Wait. If I have rotated from space into time, then there is one direction in space that I cannot travel. Which direction is that? The direction that used to be away from the black hole.
Interesting thoughts, but not ones which help me much. To return, I need to once again flip space and time. I could dive into a black hole. This would again rotate space and time, but it wouldn’t do me any good: once I left the black hole—if I could leave the black hole—nothing would change.
Unless there were a wormhole inside the black hole, falling inward to destruction just at the same instant I was there? But the only wormhole that has fallen into a black hole was already destroyed. Unless, could I travel forward in time? Surely some day the research team would drop a new wormhole into the black hole—
Idiot. Of course there’s a solution. Time is a spacelike dimension to me, so I can travel either direction in time now, forward or back. I need only to move back to an instant just after the wormhole passed through the event horizon, and, applying full thrust, shoot through. The very moment that my original self shoots through the wormhole to escape the singularity, I can pass through the opposite direction, and rotate myself back into the real universe.
The station at Virgo black hole is forty light years away, and I don’t dare use the original wormhole to reach it. My spacetime-rotated body must be an elongated snake in this version of space-time, and I do not wish to find out what a wormhole passage will do to it until I have no other choice. Still, that is no problem for me. Even with barely enough fuel to thrust for a few microseconds, I can reach an appreciable fraction of light-speed, and I can slow down my brain to make the trip appear only an instant.
To an outside observer, it takes literally no time at all.
“No,” says the psych tech, when I ask her. “There’s no law that compels you to uplink back into your original.

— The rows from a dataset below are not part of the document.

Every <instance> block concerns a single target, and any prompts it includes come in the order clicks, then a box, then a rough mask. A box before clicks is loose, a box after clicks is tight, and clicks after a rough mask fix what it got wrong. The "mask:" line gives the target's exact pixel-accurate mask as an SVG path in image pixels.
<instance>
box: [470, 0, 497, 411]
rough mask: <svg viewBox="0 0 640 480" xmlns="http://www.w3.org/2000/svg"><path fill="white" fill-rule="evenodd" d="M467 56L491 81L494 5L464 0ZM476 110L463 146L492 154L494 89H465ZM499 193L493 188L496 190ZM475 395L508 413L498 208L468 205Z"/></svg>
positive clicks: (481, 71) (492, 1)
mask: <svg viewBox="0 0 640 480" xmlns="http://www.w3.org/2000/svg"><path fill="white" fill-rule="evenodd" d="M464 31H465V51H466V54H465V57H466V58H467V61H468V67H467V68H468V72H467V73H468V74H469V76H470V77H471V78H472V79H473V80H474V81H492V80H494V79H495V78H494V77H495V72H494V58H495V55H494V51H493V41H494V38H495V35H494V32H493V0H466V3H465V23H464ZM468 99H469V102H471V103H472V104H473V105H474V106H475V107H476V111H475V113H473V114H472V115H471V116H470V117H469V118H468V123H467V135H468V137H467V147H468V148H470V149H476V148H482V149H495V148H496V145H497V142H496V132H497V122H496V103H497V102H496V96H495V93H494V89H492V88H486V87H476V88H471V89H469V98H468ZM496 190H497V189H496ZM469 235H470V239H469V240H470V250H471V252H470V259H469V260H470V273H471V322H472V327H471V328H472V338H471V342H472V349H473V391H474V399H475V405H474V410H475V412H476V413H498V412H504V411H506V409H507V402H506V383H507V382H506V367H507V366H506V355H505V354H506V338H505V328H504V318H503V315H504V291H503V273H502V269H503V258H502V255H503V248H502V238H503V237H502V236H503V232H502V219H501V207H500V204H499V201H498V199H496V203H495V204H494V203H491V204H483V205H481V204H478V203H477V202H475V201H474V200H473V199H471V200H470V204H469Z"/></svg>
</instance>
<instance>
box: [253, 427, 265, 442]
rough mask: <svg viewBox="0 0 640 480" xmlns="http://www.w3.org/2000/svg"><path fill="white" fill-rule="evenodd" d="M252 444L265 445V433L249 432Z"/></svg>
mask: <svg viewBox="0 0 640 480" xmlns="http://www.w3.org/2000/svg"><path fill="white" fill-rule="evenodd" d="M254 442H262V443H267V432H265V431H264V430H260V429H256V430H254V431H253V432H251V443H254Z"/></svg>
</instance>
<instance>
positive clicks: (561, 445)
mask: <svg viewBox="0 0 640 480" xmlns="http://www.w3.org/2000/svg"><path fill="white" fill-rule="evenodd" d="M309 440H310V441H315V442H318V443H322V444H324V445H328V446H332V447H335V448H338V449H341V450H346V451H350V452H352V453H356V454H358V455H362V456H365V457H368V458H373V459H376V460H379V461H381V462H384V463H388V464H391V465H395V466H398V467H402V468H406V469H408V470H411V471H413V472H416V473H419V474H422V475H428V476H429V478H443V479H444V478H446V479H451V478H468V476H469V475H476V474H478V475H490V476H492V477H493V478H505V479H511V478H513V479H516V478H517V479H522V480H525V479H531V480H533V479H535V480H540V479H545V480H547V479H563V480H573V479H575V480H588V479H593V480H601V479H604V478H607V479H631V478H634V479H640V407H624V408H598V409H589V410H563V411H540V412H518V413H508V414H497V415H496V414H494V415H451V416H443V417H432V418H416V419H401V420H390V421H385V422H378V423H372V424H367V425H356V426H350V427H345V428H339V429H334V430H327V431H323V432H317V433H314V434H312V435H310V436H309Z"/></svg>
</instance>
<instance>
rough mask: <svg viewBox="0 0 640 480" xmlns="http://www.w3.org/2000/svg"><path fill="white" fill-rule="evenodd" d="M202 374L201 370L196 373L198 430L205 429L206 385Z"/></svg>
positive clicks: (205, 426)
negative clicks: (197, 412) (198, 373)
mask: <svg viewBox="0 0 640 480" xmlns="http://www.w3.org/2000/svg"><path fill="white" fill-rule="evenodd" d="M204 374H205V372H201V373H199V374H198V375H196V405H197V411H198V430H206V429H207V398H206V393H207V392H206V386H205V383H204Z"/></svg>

You’re a free human being. Your original can’t force you.”
“Great,” I say. Soon I’m going to have to arrange to get a biological body built for myself. This one is superb, but it’s a disadvantage in social intercourse being only a millimeter tall.
The transition back to real space worked perfectly. Once I figured out how to navigate in time-rotated space, it had been easy enough to find the wormhole and the exact instant it had penetrated the event horizon.
“Are you going to link your experiences to public domain?” the tech asks. “I think he would like to see what you experienced. Musta been pretty incredible.”
“Maybe,” I said.
“For that matter,” the psych tech added, “I’d like to link it, too.”
“I’ll think about it.”
So I am a real human being now, independent of you, my original.
There had been cheers and celebrations when I had emerged from the wormhole, but nobody had an inkling quite how strange my trip had been until I told them. Even then, I doubt that I was quite believed until the sensor readings and computer logs of Huis Clos confirmed my story with hard data.
The physicists had been ecstatic. A new tool to probe time and space. The ability to rotate space into time will open up incredible capabilities. They were already planning new expeditions, not the least of which was a trip to probe right to the singularity itself.
They had been duly impressed with my solution to the problem, although, after an hour of thinking it over, they all agreed it had been quite obvious. “It was lucky,” one of them remarked, “that you decided to go through the wormhole from the opposite side, that second time.”
“Why?” I asked.
“If you’d gone through the same direction, you’d have rotated an additional ninety degrees, instead of going back.”
“So?”
“Reversed the time vector. Turns you into antimatter. First touch of the interstellar medium— Poof.”
“Oh,” I said. I hadn’t thought of that. It made me feel a little less clever.
Now that the mission is over, I have no purpose, no direction for my existence. The future is empty, the black hole that we all must travel into. I will get a biological body, yes, and embark on the process of finding out who I am. Maybe, I think, this is a task that everybody has to do.
And then I will meet you. With luck, perhaps I’ll even like you.
And maybe, if I should like you enough, and I feel confident, I’ll decide to upload you into myself, and once more, we will again be one.